In collaborative care, the familiar primary care practitioner is the prescriber. The local care manager’s job is to keep patients engaged in care, said Dr. Fortney.
“However, because the medical school telemental health providers were privileged and credentialed to practice in the primary care clinic, the referral process to the telepsychiatrist and telepsychologist was much more successful than it usually is. So engagement was the same in both groups, and thus outcomes were equally as good,” Dr. Fortney said.
He noted that the referral model is used more than the collaborative care model “because it is similar to the more traditional approach to managing complex psychiatric disorders. I would say this is true both before and after COVID-19, but more so after.”

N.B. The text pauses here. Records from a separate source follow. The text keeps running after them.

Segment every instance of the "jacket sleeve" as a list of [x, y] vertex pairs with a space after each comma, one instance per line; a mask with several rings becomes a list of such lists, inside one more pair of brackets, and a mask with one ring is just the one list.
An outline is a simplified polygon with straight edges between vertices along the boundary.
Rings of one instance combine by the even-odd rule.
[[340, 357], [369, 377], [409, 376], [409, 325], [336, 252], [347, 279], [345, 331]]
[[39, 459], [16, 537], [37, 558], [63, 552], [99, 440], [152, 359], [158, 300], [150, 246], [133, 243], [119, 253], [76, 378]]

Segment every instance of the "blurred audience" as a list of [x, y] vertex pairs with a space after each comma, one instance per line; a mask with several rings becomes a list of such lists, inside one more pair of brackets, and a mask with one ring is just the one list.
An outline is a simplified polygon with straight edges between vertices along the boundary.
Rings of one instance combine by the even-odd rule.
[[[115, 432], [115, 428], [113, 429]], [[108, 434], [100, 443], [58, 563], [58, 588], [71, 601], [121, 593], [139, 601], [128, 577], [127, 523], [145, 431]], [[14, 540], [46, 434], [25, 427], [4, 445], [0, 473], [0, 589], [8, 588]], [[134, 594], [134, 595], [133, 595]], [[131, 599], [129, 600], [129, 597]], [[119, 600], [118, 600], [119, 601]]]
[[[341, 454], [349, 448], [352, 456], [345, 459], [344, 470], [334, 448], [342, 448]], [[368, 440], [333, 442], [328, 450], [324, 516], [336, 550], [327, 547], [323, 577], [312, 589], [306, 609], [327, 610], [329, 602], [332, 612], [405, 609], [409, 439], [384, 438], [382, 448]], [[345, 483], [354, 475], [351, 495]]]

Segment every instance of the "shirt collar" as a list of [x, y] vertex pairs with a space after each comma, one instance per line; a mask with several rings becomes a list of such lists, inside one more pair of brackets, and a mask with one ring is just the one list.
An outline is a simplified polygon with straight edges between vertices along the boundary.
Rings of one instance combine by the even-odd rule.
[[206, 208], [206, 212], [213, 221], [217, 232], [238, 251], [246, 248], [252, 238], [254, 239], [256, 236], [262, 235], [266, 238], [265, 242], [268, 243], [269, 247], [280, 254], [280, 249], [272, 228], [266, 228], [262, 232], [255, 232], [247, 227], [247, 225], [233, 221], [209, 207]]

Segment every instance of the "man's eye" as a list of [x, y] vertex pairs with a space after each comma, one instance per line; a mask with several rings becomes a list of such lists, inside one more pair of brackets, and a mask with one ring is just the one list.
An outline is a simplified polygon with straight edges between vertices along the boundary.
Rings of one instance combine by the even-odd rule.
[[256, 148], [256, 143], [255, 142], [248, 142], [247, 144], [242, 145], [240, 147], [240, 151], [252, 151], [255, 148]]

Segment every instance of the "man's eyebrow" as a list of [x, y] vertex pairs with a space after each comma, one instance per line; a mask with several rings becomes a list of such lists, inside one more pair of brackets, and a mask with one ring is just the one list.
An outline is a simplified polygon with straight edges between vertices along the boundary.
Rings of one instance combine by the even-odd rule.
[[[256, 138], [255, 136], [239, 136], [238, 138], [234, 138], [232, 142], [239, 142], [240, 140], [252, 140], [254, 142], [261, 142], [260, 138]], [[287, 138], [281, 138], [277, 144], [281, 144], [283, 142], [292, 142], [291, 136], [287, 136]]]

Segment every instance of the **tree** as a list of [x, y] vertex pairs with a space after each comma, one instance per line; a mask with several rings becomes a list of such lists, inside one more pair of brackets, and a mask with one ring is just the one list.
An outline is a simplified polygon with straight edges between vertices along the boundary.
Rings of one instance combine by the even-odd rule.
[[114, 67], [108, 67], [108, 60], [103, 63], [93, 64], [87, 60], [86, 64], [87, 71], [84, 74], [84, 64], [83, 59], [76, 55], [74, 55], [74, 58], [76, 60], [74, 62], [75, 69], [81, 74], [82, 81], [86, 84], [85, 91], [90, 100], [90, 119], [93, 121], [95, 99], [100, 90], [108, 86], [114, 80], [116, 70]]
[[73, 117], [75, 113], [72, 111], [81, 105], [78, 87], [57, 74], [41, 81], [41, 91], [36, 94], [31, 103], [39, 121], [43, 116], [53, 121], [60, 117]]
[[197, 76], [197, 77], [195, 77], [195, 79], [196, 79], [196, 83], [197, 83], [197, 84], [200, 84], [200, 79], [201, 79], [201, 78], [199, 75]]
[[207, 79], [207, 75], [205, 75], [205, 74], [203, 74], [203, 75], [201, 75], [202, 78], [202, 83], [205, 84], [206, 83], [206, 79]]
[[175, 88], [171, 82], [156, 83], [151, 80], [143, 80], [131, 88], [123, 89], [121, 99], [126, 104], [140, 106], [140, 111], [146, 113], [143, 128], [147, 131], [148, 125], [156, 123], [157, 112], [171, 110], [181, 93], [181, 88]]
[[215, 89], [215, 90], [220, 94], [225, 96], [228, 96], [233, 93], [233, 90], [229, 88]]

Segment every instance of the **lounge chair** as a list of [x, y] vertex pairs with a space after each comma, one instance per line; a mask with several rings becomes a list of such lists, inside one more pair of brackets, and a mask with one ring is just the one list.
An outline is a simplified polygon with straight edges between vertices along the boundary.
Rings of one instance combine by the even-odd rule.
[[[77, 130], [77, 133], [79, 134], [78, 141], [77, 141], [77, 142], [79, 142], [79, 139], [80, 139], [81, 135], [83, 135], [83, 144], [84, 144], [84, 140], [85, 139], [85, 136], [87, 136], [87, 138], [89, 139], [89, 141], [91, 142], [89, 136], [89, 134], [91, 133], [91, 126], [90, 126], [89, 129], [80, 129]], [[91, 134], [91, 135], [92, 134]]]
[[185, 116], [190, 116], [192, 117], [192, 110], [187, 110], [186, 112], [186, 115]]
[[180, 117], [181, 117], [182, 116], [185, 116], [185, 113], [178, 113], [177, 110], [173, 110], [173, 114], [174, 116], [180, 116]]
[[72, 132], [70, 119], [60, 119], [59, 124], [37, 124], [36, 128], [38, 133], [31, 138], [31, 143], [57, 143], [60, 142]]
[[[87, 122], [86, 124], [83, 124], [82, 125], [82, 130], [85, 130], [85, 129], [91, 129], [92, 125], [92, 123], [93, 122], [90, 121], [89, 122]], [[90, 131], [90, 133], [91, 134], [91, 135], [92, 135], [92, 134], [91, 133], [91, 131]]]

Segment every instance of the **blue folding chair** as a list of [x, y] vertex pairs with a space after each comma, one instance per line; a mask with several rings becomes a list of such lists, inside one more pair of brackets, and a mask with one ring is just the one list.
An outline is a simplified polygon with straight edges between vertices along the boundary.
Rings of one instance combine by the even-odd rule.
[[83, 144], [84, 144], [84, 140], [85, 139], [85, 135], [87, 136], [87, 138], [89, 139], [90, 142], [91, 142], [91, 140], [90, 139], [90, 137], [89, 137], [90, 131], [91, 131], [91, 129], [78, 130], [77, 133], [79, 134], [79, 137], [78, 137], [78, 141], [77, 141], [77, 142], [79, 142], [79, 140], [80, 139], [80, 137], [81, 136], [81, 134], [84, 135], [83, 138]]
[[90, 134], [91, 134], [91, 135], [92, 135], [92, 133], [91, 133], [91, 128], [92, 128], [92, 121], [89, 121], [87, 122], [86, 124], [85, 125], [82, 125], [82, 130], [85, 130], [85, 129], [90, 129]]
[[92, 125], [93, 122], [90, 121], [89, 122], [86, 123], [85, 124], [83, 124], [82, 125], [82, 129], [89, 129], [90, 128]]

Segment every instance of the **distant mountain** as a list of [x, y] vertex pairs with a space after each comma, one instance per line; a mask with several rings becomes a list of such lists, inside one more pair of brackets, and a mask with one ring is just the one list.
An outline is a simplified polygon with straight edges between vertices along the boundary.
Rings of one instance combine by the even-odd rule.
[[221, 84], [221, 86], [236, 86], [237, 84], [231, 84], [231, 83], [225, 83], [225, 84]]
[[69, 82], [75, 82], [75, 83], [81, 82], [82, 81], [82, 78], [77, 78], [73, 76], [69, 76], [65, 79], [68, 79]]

From a health care system perspective, “clinical leadership should implement whichever approach is most sustainable,” the investigators concluded.
Good news for clinics
Commenting on the study, Adam C. Powell, PhD, president of Payer+Provider Syndicate, said the “similar efficacy” of teleintegrated care and telereferral care for delivering behavioral health services in primary care is “good news for clinics,” because it suggests that clinicians may pick between the two modes of delivery and achieve similar outcomes.
“The resources available within a clinic may determine which of these approaches is most viable. The teleintegrated care approach requires the clinic to have more extensive resources locally,” Dr. Powell noted.
However, he pointed out that the study did not report relative costs of the two approaches, which may also be a factor in determining which one clinics choose to implement.
“Overall, the study shows that advances in telemedicine are making it possible for patients to access telepsychiatry and to achieve improvements in their mental health. Given the lack of access that many patients face, telepsychiatry offers one potential solution,” Dr. Powell concluded.
The SPIRIT study was funded by a grant from the Patient-Centered Outcomes Research Institute. Dr. Fortney and Dr. Powell have reported no relevant financial relationships.
A version of this article first appeared on Medscape.com.